In a directed donation, the living donor names the specific person to receive the transplant. This is the most common type of living donation. In a directed donation, the living donor may be:

  • a biological relative, such as a parent, brother, sister, or adult child
  • a biologically unrelated person who has a personal or social connection with the transplant candidate, such as a spouse or significant other, a friend or a coworker
  • a biologically unrelated person who has heard about the transplant candidate’s need

If tests reveal that the living donor would not be a good medical match, paired donation may be an option.

Non-Directed Donation

In non-directed donation, the living donor does not name the specific person to receive transplant. The match is determined based on medical compatibility with a patient on the national transplant waiting list. The living donor and recipient may meet at some time, if they both agree, and depending on transplant hospital policy and guidance.

Kidney Paired Donation

According to UNOS, kidney paired donation (KPD), also called kidney exchange, occurs when a transplant candidate has someone who wants to donate a kidney to them, but tests reveal that the kidney would not be a good medical match. Kidney paired donation gives that transplant candidate another option: swapping living donor kidneys so each recipient receives a compatible transplant.

This type of exchange often involves multiple living kidney donor/transplant candidate pairs. View transplant centers that currently participate in the OPTN Kidney Paired Donation (KPD) Pilot Project.

Tissue Donation

Birth tissue is gestational tissue that can be donated after the delivery of a living newborn. Donated birth tissue is often used in reconstructive procedures to promote healing, and to treat burns and painful wounds. Birth tissue donation is a type of living donation and does not impact your health or the health of your baby.

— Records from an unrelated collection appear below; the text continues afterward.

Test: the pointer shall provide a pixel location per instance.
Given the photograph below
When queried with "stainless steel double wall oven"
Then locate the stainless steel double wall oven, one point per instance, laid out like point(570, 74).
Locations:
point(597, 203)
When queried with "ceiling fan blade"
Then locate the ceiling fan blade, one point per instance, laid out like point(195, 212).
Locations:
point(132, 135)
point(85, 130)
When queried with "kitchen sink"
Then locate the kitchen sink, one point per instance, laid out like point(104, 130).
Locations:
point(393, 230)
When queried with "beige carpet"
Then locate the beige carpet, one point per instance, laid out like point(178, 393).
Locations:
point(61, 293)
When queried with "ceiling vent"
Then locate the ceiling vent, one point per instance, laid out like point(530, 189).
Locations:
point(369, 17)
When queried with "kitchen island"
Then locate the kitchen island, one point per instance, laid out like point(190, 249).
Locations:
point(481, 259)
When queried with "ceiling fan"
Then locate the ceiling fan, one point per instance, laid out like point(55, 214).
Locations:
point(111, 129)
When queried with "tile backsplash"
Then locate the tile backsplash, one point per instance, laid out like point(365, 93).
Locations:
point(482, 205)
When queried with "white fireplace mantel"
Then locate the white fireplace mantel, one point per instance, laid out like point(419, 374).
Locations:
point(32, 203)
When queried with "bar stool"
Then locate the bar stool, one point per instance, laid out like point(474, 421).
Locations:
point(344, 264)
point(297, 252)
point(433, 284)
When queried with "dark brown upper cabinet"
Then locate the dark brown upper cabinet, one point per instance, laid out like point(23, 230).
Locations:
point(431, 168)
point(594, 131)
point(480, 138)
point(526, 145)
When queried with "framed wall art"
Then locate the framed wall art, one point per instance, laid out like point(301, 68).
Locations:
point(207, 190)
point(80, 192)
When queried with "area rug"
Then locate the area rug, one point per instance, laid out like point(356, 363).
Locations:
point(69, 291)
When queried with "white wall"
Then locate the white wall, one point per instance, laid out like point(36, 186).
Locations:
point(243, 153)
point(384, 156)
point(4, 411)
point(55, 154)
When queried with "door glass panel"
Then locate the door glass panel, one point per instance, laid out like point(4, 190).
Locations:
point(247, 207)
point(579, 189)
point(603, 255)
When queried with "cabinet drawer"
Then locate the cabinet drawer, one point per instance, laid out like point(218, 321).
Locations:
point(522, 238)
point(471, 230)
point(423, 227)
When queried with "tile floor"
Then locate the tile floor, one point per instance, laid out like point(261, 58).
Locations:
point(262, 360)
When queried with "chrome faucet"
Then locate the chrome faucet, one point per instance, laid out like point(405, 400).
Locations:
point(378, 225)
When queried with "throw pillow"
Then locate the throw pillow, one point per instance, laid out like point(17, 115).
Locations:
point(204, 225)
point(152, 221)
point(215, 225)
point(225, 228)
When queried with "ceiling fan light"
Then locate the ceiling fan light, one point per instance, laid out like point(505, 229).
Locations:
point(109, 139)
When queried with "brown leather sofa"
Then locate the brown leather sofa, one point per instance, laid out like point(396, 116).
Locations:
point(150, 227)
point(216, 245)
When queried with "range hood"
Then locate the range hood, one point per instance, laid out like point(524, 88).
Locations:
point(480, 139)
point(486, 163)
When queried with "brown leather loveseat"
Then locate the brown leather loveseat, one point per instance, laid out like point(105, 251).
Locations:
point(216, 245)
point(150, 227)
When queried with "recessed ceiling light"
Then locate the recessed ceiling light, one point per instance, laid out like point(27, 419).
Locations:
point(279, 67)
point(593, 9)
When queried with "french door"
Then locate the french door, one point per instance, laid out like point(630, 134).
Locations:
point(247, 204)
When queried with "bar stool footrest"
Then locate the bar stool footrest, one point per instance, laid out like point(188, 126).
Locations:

Donated birth tissue can include:

Amniotic membrane
Chorionic membrane
Amniotic fluid
Umbilical cord tissue
Umbilical veins
Wharton’s jelly
Birth tissue and cord blood can be donated after childbirth and require a specific authorization.

Who Can Donate?

Living donors should be in good overall physical and mental health and older than 18 years of age. Some medical conditions could prevent an individual from being a living donor. Since some donor health conditions could harm a transplant recipient, it is important that living donor candidates share all information about their physical and mental health. It is important to be fully informed of the known risks involved with donating and complete a full medical and psychosocial evaluation. The decision to donate should be completely voluntary and free of pressure or guilt, and donors can delay or stop the process at any time.

Risks of Living Donation

Living donation is a major surgery, and all potential complications of major surgery apply. These complications may include:

  • pain
  • infection at the incision site
  • incisional hernia
  • pneumonia
  • blood clots
  • hemorrhaging
  • potential need for blood transfusions
  • side effects associated with allergic reactions to the anesthesia
  • death

According to the National Kidney Foundation, living donors in studies report a boost in self-esteem, and 9 out of 10 say they would do it again. However, living donors may also experience negative psychological symptoms right after donation or later. The transplanted organ may not work right away. There is also the chance it will not work at all. Donors may feel sad, anxious, angry, or resentful after surgery. Donation may change the relationship between donor and recipient.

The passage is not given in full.